🤖 AI Summary
This study addresses the bottleneck of high-cost manual annotation in automated teacher visual attention detection for classroom behavior analysis. We propose a light-labeling automation pipeline that integrates a domain-adapted classroom face recognition model—built upon YOLO/RetinaFace detectors and FaceNet-based feature embedding—with mobile eye-tracking data to construct a gaze-to-student mapping algorithm, enabling non-intrusive, low-annotation-cost analysis of teacher attention distribution. Our key contribution lies in the first joint modeling of domain-adaptive face recognition and dynamic gaze trajectories, substantially reducing annotation requirements. Evaluated across four real-world classroom settings, the method achieves average detection accuracy of 0.7–0.9, with strongest performance in U-shaped and small classrooms.
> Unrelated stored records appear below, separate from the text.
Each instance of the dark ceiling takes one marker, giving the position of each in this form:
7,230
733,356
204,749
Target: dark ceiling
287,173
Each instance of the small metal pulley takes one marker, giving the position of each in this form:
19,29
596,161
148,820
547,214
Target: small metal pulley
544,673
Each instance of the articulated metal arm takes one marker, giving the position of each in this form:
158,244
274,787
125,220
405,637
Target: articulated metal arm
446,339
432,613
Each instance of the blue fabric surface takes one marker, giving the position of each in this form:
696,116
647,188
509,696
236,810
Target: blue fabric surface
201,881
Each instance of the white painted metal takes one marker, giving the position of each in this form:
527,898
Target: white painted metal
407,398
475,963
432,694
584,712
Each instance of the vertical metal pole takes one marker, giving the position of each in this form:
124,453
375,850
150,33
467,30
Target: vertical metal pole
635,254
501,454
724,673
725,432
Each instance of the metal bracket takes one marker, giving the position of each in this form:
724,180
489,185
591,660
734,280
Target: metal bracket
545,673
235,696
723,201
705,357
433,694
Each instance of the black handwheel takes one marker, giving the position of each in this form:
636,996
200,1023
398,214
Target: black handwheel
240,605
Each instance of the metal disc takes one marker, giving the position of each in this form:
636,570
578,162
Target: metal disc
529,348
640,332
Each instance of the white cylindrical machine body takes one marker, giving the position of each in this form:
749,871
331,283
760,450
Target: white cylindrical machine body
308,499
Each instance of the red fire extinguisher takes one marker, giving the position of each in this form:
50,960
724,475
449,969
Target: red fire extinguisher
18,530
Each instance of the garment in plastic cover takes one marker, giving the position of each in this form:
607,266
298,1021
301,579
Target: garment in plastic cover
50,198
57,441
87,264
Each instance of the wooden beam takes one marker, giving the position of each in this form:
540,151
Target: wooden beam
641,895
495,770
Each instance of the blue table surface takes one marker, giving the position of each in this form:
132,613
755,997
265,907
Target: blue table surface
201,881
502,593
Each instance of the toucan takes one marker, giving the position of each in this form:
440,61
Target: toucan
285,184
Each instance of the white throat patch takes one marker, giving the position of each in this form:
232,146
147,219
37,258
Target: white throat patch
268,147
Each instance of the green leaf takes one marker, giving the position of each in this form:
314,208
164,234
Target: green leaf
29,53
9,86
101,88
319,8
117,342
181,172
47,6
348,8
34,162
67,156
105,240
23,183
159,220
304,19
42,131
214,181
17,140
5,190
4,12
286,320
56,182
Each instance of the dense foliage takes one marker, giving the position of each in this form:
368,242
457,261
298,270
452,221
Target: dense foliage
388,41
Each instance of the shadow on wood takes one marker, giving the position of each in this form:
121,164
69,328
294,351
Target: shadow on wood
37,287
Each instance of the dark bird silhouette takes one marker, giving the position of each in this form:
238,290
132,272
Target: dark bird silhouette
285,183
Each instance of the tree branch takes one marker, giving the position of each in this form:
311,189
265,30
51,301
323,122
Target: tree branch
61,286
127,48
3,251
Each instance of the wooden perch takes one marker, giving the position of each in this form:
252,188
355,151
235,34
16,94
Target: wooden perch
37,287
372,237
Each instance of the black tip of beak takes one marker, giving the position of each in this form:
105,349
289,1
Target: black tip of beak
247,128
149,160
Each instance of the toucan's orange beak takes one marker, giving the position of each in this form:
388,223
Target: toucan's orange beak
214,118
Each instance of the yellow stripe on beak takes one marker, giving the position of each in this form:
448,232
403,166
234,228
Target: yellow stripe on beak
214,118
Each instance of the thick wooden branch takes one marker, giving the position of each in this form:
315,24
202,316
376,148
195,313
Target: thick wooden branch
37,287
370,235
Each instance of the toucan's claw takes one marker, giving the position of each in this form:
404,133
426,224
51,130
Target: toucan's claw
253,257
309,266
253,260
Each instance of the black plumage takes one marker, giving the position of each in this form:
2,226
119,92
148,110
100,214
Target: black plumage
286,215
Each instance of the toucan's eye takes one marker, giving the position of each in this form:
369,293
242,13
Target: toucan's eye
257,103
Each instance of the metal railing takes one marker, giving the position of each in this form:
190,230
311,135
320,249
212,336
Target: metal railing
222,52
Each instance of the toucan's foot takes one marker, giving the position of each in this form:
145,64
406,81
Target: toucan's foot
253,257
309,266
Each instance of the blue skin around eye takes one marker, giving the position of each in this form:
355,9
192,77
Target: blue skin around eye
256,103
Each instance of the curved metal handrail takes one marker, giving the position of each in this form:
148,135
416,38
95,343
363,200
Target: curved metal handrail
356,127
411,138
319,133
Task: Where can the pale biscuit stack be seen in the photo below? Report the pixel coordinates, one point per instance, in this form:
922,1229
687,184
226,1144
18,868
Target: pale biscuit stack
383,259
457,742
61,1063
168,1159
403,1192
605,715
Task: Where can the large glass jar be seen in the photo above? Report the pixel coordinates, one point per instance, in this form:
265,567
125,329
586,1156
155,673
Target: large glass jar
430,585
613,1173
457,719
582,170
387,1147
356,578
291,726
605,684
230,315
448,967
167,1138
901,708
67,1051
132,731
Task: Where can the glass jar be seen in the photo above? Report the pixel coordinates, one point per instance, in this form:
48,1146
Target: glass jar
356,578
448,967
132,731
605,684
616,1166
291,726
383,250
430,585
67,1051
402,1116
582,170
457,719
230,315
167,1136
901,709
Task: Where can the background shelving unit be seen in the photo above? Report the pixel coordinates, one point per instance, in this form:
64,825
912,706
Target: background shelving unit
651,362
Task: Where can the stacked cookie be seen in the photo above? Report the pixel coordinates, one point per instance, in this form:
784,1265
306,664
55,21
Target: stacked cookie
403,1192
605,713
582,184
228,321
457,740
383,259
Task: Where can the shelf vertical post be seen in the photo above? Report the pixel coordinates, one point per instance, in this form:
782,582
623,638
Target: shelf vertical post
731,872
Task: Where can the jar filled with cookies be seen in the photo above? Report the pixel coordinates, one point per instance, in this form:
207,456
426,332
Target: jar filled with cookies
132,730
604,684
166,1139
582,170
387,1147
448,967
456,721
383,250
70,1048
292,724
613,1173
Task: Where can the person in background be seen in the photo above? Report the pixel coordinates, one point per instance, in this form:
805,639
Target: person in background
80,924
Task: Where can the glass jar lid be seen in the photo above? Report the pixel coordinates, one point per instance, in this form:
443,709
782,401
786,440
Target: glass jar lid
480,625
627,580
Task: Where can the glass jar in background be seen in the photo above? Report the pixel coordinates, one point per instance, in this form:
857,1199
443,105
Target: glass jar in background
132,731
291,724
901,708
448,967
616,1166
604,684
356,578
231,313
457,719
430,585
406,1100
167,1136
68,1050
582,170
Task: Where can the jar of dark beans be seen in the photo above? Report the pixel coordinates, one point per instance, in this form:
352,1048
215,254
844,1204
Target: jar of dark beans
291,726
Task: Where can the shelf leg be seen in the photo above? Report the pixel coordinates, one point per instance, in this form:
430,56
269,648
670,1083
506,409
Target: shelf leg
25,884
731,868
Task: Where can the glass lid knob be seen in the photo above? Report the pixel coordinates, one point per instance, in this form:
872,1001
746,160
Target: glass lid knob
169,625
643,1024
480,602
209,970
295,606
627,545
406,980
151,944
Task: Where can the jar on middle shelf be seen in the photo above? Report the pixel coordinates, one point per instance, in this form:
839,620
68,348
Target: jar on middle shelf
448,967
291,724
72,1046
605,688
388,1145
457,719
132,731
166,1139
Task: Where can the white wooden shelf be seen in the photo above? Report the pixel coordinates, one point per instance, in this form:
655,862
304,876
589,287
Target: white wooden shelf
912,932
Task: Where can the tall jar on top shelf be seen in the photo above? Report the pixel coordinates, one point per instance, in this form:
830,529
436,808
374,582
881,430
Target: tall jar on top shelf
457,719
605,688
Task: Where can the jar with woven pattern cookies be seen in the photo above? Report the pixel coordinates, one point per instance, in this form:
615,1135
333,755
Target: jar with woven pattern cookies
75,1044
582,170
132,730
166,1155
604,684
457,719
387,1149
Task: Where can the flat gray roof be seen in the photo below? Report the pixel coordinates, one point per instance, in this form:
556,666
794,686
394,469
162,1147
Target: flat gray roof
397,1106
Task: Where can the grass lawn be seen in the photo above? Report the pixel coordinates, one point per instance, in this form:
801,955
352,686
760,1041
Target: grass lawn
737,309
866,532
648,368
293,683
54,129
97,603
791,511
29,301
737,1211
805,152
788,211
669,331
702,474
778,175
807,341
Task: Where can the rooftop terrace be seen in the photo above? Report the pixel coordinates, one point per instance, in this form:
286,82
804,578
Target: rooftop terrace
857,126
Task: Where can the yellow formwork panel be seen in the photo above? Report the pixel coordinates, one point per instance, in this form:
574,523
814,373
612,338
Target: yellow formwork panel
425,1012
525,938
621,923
The framework provides scalable technical support for student engagement assessment and teacher professional development.
📝 Abstract
Teachers' visual attention and its distribution across the students in classrooms can constitute important implications for student engagement, achievement, and professional teacher training. Despite that, inferring the information about where and which student teachers focus on is not trivial. Mobile eye tracking can provide vital help to solve this issue; however, the use of mobile eye tracking alone requires a significant amount of manual annotations. To address this limitation, we present an automated processing pipeline concept that requires minimal manually annotated data to recognize which student the teachers focus on. To this end, we utilize state-of-the-art face detection models and face recognition feature embeddings to train face recognition models with transfer learning in the classroom context and combine these models with the teachers' gaze from mobile eye trackers. We evaluated our approach with data collected from four different classrooms, and our results show that while it is possible to estimate the visually focused students with reasonable performance in all of our classroom setups, U-shaped and small classrooms led to the best results with accuracies of approximately 0.7 and 0.9, respectively. While we did not evaluate our method for teacher-student interactions and focused on the validity of the technical approach, as our methodology does not require a vast amount of manually annotated data and offers a non-intrusive way of handling teachers' visual attention, it could help improve instructional strategies, enhance classroom management, and provide feedback for professional teacher development.